Green smoothies: Full of health benefits or hype?

August 27, 2013

Article by Cathy Payne, USA TODAY

The drinks have nutrients, but people should be careful about what they add, experts say.

If you don't like eating your vegetables, you can join the growing number of those who are drinking them instead.

Slurping smoothies made with raw, leafy green vegetables has become more popular as books and blogs about this health trend sprout up.

Green smoothies are good sources of minerals and vitamins. But people who have diabetes or kidney stones should be careful about what they mix into their smoothies, experts say.

Consuming green smoothies is a good way to get vegetables in your diet, says Joan Salge Blake, a spokeswoman for the Academy of Nutrition and Dietetics. "Vegetables are high in potassium, which can help lower blood pressure. If the vegetables are pureed so that the fiber is still intact, they will help fill you up."

"Having smoothies is a way to stay hydrated," especially during summer, she adds.

Sergei Boutenko, 28, of Ashland, Ore., says he's been consuming green smoothies for almost 10 years, and drinks at least a quart every day. He mixes fresh, organic green vegetables and fruits with water in a blender. He also includes edible wild plants.

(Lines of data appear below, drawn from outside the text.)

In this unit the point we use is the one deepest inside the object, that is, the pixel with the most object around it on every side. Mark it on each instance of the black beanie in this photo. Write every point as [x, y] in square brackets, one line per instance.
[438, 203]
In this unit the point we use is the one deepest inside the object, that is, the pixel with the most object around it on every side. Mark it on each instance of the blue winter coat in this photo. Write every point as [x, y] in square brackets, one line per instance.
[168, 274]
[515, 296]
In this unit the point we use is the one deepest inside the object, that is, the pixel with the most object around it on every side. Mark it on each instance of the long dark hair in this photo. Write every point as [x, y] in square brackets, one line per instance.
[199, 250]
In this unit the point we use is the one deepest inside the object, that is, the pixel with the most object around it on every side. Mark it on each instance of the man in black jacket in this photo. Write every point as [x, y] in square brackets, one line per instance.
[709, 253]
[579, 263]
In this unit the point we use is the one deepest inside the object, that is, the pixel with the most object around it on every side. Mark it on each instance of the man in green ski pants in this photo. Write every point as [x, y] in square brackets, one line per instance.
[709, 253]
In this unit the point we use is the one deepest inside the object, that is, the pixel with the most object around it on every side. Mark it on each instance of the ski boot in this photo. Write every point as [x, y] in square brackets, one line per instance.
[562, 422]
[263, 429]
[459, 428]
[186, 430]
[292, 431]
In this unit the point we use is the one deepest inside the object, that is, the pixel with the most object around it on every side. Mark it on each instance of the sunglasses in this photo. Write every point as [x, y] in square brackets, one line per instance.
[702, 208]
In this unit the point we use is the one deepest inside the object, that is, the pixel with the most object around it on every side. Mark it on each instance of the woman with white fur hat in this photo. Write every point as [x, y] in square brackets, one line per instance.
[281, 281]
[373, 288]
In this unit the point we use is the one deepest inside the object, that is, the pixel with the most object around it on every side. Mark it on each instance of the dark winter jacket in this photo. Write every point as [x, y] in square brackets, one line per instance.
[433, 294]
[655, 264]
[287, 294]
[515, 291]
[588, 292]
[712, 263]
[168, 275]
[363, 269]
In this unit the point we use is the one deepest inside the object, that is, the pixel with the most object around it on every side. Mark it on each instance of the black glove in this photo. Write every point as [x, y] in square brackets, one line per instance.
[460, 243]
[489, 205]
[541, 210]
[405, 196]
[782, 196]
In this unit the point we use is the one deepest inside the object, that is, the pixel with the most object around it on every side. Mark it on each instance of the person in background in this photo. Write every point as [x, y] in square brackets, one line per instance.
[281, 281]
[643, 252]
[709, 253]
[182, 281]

Boutenko, a videographer and writer, says green smoothies have boosted his energy, aided his digestion and improved his muscle recovery after workouts. He's working on a documentary called Powered by Green Smoothies about how endurance athletes perform when given regular doses of green smoothies. It will debut in February.

Boutenko says he rotates the greens in his smoothies to avoid a buildup of alkaloids, compounds that can cause mild but unpleasant symptoms such as stomach aches. He says he switches up greens by choosing vegetables that are in season.

In addition to alkaloids, green smoothies have raised concerns about oxalates, which form oxalic acid, which has been linked to kidney stones. Oxalates are common in plant foods such as raw spinach and Swiss chard. They can be broken down to varying degrees by different cooking methods.

People who are at risk of calcium oxalate stones, a type of kidney stone, may need to monitor oxalates in their diet, says Blake, clinical associate professor of nutrition at Boston University. If people want to know whether they are at risk because of family history, for example, they should talk to their doctor, she says.

Blake urges caution when using creams or other high-fat additions that can add fat and calories to smoothies. Also, fruits and juices contain carbohydrates, she says. "Individuals with diabetes need to monitor their total carbohydrate consumption."

Blake recommends eating vegetables of various colors to get different nutrients. "Eat what's in season because it will be delicious and affordable," she adds.

Kristi Crowe, spokeswoman for the Institute of Food Technologists, a Chicago-based science society, says spinach is one of the great green vegetables to use in smoothies. Celery, kale, beet leaves, cucumbers and parsley are other good green vegetables or plant parts to use, she adds. Those vegetables blend well with green apples and kiwi, says Crowe, assistant professor of nutrition at the University of Alabama. "Also, carrots and beets add a boost of nutrients."

Crowe encourages using more vegetables than fruits in smoothies. Veggies have an abundant amount of antioxidants and less sugar than fruits, she says.

In general, experimenters can get creative — there are no combinations of fruits and vegetables that should be avoided, she says. But people may want to avoid some combinations just because of personal taste preferences. "For example, celery can overpower a juice cocktail. If it's strong in flavor, then use less of it."

The flavor is more enjoyable when fewer plant foods are combined, Crowe says. "Think of making a marinade — the less 'busy' the ingredient list, the more aromatic are the flavors.

"If protein powders are added, they may cause clumping and uneven texture," she says. She suggests adding them "in a slow steady stream rather than all at one time to prevent this. Greek yogurt is a great addition rather than protein powders because it is in a wet or hydrated form."